Oltre ad Alessandra Moretti e al vicepresidente del Bard, Danilo Marmolada, firmano l'intesa il sottosegretario agli affari regionali Gianclaudio Bressa e il vicesegretario nazionale del Pd Lorenzo Guerini, braccio destro di Matteo Renzi. Altre firme potrebbero aggiungersi nei prossimi giorni, anche a sottolineare il respiro di questo accordo «dolomitico» rispetto al ruolo del centrosinistra autonomista di Trento e di Bolzano.

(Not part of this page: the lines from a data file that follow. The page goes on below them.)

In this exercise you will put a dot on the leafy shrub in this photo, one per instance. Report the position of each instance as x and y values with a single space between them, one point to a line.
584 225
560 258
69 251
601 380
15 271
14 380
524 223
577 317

Sullo sfondo di queste manovre politiche, procede frattanto anche l'iter di avvicinamento di Belluno all'Euregio Trentino-Tirolo, con l'annunciata modifica statutaria che consentirà alla provincia veneta di aderire come osservatore permanente, un'altra pietra della costruzione autonomistica e della cooperazione fra i territori dolomitici, oggi notevolmente penalizzata dall'enorme distanza fra gli status istituzionali: da un lato gli statuti speciali, dall'altro una provincia fiaccata nell'apparato funzionale e politicamente ridotta a dopolavoro per consiglieri comunali.